Advanced Absorbent Technologies LLC is Bringing Dignity to Incontinence Products

Joe Howard, a Pittsburgh native with an MBA and a sales and marketing background in specialty steels and ketchup, isn’t a flashy guy. But he sure has a flair for magic.

From his black shopping bag of tricks, he pulled a beaker filled with 100 milliliters of water, a clear-plastic drinking cup, and a gallon-size food storage bag containing 1 gram of superabsorbent particles that look like sand, but aren’t.
Howard poured them and the water into the cup, swirled it, and turned it upside down. Not one drop fell from the cup, its contents transformed to a solid similar to slime in under six seconds.

“I told you it was really cool,” the president and chief executive of Advanced Absorbent Technologies LLC said, pleased with his performance. “That’s why we don’t need wood pulp.”

For absorbing urine, that is.

Without wood pulp, a common ingredient in diapers, the five-year-old start-up believes it has developed the most dignified underwear for adults coping with incontinence — and even long-distance runners and postpartum mothers — in an absorbent-wear industry dominated by big corporations such as Kimberly-Clark and Procter & Gamble.

“We truly believe this is a paradigm shift in the category,” Howard said.

The dignity Advanced Absorbent affords, he says, comes from how thin and flexible its Alyne brand underwear for women and men is without bulky, moisture-retaining wood-pulp filler. Testing has shown absorbency is not sacrificed with the less-cumbersome design, Howard said.
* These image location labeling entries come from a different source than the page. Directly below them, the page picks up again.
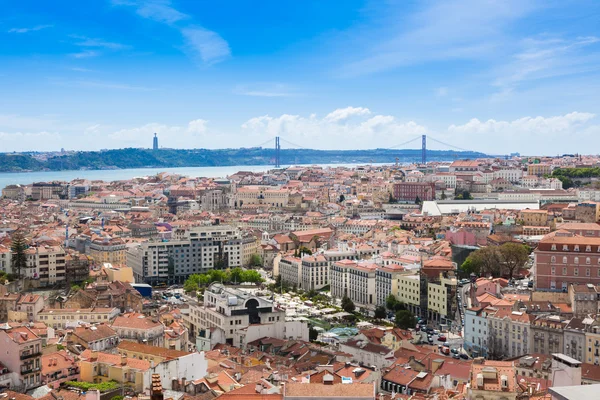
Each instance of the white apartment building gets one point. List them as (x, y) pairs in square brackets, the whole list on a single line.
[(387, 281), (233, 310), (410, 292), (511, 175), (5, 259), (448, 179), (361, 285), (290, 269), (59, 318), (46, 264), (509, 333), (191, 251), (356, 280), (476, 332), (315, 272), (588, 195)]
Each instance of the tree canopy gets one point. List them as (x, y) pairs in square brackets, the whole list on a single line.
[(405, 319), (236, 275), (496, 261), (348, 305)]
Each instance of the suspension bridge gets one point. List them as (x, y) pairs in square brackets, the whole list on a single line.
[(397, 152)]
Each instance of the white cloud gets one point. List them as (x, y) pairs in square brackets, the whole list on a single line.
[(211, 47), (86, 54), (334, 131), (538, 125), (201, 43), (32, 29), (547, 57), (265, 89), (85, 41), (191, 136), (344, 113), (441, 91), (528, 135), (441, 30), (197, 126), (30, 141)]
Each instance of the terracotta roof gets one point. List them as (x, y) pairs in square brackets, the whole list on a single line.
[(133, 347), (317, 390)]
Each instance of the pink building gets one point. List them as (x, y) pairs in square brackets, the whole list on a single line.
[(485, 285), (563, 257)]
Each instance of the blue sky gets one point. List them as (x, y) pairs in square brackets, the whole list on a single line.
[(493, 76)]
“It’s not the most glamorous of categories, but it’s one of the most important ones,” said the 62-year-old resident of Glenmoore, Chester County, who has formed Advanced Absorbent with two former colleagues in the vast industry of disposable absorbent products, including sanitary napkins, baby diapers and pull-ups, and adult underwear.

Adult protective underwear is big business, estimated at $2 billion in the U.S.; $9 billion worldwide, with a virtually guaranteed robust market for years to come, thanks in part to the huge sector of baby boomers, the oldest of whom turn 72 this year; the youngest, 54.
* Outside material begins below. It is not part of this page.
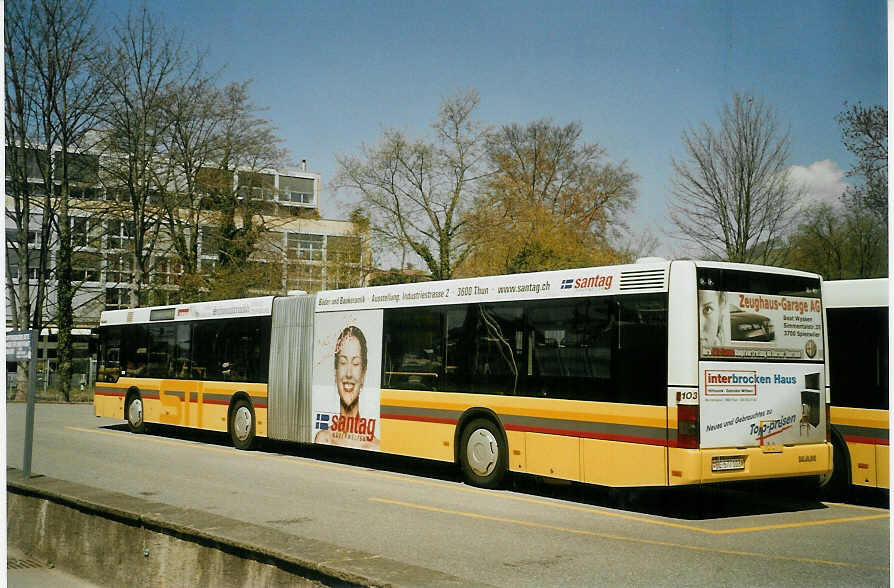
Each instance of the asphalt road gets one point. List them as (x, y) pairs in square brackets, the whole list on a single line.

“If we’re lucky enough to live long, we’re all going to be customers,” said Mark de Grandpre, 61, director of investments for physical sciences at Ben Franklin Technology Partners of Southeastern Pennsylvania. It has invested in Advanced Absorbent with a $400,000 convertible loan, believing it has “a really innovative product in a field that hasn’t seen much innovation,” de Grandpre said.

He acknowledged a sizable challenge: “These guys are going head-to-head with some of the largest consumer-products companies. That’s a daunting task.”

With more than $3 million in funding and soon making its market debut on Walmart.com, Advanced Absorbent believes it’s up to the challenge.